With the theme of the Portland Jazz Festival centered around the 100th anniversary of Frank Sinatra’s birth, two artists with top billing focused on interpreting songs associated with Sinatra. Mini-concerts by winners of the festival’s student competitions preceded some of the featured performers. Warming up the audience for Kurt Elling, a 20-voice choir (pictured below) from Battle Ground High School in Washington, sang two pieces. They included a spirited expansion of the Lambert, Hendricks and Ross version of “It’s Sand, Man” from the Count Basie book.
Elling’s outsized self-regard has often overwhelmed the songs he sings. But in Portland, following a laudatory introduction spoken by pianist Bill Charlap, he concentrated on the substance of 15 pieces from Sinatra’s repertoire and was all the better for it. Backed by the Art Abrams Swing Machine, Elling sang with power, elegance and little of the forced hipness that sometimes mars his work. In “I’ve Got You Under My Skin,” “Witchcraft,” “All The Way” and, particularly, “Don’t Worry ‘Bout Me,” he came uncannily close to summoning up Sinatra’s essence. Elling conducted the band, setting the tempos with no-nonsense finger snaps. He allotted generous solo spots to alto saxophonist John Nastos and trumpeter Buzz Graham.
For all of the effectiveness of the band, however, the high point of the concert came after Elling called Charlap from the wings. Their voice-piano duets on “Lucky To Be Me” and “In The Wee Small Hours of the Morning” were perfection. Charlap’s “Wee Small Hours” interlude, a moment of pure impressionism, led the two to a quiet ending that left a hush in the halluntil loud, sustained, applause broke out. After the emotional impact of his ballads with Charlap, Elling’s swaggering “My Kind Of Town” and “The Lady Is A Tramp” with the big band were anti-climaxes.

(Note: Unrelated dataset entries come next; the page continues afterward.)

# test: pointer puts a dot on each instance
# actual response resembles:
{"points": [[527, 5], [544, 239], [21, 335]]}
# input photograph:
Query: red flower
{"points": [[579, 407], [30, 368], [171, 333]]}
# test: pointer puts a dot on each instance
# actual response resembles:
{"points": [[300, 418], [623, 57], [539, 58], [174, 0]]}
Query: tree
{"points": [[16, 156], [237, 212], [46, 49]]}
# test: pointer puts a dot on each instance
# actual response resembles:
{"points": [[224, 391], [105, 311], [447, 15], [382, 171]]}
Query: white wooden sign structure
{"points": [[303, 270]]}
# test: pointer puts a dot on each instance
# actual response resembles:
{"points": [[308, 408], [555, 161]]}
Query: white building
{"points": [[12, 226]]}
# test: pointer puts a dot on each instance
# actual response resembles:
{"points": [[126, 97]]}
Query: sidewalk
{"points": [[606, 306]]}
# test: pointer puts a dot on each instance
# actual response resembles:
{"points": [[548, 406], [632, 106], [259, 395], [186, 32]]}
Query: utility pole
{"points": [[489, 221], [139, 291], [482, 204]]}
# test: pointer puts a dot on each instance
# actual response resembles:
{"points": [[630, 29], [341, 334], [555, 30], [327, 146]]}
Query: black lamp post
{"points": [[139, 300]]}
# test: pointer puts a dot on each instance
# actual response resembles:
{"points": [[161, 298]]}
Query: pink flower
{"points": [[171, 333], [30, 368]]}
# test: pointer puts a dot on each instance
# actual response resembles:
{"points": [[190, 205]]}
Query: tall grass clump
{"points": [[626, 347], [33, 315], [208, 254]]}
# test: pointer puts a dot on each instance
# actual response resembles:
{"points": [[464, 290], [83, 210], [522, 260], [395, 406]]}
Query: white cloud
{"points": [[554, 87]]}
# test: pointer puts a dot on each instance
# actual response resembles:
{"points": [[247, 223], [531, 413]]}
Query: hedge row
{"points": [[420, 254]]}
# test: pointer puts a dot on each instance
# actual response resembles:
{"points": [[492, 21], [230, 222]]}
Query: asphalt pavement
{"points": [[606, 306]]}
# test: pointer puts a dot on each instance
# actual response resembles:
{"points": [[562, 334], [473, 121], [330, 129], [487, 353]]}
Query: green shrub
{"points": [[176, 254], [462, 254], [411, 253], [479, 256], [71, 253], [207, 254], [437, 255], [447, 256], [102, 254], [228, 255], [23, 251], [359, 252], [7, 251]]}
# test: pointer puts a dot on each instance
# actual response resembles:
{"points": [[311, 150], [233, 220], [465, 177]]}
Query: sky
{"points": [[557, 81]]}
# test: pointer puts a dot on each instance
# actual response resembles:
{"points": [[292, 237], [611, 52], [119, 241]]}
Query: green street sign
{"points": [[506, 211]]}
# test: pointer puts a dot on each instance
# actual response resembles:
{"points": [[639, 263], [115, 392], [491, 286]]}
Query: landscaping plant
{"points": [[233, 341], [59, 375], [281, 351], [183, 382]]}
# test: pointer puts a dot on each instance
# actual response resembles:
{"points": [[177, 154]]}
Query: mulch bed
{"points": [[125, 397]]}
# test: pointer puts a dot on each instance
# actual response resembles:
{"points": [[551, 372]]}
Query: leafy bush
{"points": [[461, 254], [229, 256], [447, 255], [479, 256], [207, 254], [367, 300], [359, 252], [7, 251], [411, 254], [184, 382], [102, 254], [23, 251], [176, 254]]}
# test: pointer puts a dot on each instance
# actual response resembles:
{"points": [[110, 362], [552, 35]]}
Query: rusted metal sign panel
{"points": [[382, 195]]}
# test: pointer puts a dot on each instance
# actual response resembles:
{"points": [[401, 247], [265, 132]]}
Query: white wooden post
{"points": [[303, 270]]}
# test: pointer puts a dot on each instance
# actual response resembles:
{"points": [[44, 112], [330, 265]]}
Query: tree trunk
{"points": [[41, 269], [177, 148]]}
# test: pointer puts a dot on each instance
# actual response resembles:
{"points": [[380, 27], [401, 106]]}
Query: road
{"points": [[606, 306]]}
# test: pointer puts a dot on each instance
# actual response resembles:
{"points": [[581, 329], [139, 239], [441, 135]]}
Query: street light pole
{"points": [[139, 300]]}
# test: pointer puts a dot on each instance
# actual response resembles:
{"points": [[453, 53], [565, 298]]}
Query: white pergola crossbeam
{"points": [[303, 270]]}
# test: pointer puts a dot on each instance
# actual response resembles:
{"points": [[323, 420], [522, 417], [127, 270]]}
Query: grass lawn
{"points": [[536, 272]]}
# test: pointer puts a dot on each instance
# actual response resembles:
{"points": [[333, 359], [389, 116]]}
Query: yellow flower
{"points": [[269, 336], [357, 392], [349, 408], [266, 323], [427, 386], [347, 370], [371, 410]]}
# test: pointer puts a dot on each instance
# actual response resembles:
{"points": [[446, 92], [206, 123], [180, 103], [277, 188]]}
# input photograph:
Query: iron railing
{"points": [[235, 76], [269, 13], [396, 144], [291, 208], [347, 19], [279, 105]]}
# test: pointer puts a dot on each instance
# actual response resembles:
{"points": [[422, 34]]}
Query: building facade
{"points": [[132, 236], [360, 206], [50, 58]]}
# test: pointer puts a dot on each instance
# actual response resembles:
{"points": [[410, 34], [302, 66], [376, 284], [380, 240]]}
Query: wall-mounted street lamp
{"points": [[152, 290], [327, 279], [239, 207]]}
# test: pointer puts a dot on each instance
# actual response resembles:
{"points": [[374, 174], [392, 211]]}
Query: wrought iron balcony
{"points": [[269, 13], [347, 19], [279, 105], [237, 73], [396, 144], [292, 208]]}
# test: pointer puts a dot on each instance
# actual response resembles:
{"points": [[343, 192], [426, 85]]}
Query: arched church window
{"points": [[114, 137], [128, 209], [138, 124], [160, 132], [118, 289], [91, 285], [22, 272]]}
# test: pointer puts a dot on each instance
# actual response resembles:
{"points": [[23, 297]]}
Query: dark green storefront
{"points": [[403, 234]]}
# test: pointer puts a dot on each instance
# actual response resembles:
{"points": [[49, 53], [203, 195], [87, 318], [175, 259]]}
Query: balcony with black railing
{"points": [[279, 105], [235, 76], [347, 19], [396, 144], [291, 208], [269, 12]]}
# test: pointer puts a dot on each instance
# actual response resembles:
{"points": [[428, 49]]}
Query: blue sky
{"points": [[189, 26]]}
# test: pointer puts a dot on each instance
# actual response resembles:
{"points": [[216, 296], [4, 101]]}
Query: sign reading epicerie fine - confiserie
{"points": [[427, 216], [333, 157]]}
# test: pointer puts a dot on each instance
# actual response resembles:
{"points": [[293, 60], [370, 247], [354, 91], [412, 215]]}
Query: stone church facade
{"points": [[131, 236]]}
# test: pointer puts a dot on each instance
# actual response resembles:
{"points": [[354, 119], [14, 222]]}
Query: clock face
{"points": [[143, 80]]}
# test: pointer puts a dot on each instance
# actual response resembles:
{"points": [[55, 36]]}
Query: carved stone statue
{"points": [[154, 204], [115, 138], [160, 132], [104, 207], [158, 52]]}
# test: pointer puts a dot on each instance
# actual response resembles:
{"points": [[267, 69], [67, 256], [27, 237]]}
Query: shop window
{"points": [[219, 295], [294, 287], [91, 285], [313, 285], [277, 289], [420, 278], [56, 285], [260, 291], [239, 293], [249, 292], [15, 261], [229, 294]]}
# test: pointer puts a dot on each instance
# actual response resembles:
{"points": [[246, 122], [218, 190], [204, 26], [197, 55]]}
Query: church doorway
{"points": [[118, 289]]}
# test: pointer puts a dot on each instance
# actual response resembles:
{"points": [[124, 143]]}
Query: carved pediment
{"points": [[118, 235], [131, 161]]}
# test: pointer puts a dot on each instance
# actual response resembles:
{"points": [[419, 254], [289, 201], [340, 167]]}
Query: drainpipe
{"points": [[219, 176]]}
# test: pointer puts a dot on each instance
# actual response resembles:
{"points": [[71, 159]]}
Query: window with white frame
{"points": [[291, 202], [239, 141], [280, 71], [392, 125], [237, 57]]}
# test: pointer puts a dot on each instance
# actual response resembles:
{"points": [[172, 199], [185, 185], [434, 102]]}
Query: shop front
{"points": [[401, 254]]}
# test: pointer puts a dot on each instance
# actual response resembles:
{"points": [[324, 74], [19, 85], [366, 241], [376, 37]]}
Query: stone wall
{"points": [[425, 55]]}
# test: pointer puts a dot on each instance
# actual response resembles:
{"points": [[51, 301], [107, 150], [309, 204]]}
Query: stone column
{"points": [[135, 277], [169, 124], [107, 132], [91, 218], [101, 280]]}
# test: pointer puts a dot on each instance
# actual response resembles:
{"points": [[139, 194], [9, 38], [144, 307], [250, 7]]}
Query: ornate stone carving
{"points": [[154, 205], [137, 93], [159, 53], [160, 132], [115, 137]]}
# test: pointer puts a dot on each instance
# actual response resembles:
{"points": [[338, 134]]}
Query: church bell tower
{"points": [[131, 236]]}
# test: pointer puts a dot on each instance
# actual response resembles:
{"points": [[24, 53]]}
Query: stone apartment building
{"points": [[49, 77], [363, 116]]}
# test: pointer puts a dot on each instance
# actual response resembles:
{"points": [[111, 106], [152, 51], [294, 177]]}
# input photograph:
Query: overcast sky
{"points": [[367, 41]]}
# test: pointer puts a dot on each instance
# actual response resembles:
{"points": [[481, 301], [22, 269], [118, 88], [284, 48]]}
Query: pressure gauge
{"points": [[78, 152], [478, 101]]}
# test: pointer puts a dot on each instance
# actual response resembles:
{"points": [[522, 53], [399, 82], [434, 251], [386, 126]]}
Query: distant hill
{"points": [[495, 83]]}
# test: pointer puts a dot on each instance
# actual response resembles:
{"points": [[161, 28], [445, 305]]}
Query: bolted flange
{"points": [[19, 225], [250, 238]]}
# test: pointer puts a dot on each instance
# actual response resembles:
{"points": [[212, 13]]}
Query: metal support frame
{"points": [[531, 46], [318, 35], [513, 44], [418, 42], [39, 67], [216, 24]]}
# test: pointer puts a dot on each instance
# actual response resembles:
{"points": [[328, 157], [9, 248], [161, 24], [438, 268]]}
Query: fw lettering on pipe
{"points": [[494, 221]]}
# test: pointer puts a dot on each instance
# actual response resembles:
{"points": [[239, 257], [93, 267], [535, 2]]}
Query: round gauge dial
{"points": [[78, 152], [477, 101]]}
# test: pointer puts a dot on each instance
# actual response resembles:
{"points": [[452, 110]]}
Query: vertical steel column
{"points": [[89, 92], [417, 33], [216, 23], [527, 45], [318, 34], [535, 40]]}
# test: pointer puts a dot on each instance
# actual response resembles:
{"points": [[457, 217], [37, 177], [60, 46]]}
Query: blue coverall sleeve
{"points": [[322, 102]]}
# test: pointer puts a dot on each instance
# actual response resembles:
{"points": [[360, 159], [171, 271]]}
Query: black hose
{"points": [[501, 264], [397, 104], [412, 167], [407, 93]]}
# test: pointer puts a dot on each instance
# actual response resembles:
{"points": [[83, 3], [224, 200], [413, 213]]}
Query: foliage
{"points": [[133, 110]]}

There was more of Charlap to come before the weekend ended, but first another pianist, five years younger, took the stage of the intimate Winningstad Theater. Vijay Iyer’s trio has attracted attention through heavy radio play, cover stories in the major jazz magazines and several successful CDs, including the recent Break Stuff. Iyer, bassist Stefan Crump and drummer Marcus Gilmore work in the tradition of rhythmic and improvisational interdependence established by the Bill Evans Trio. As they adjust to one another, they develop streams of time. In Thelonious Monk’s “Work,” none of the three played with a 4/4 beat, but a satisfying undercurrent of 4/4 feeling emerged from their interaction. Crump’s solo on the piece was typical of his work throughout the set; he was faithful to the form and harmonic structure while within them he made rhythmic departures and invented melodies. In any given piece, whether employing brushes, sticks or mallets, Gilmore makes the drum set another melody instrument.
Iyer’s advanced keyboard technique and his willingnessor eagernessto take chances resulted in moments of adventurousness like one in which the trio’s mutual time play morphed into repetition of a snatch of melody. It might have seemed the antithesis of swing, except that it swung hard, right up to an abrupt ending that left the listener breathless. It is worth noting that from the first of their set Iyer, Crump and Gilmore had the audience. The attention of the listeners was riveted on the music, with none of the whooping and whistling often in evidence at this festival, in fact at most jazz performances in recent years. Toward the end of the set, Iyer spoke his thanks to the audience over a quiet trio vamp with closing chords that somehow brought to mind the romanticism of Edward McDowell’s piano sketches. Then he moved the vamping into churchy chords that, with Gilmore’s offbeats, hinted at Ray Bryant. This is an interesting band.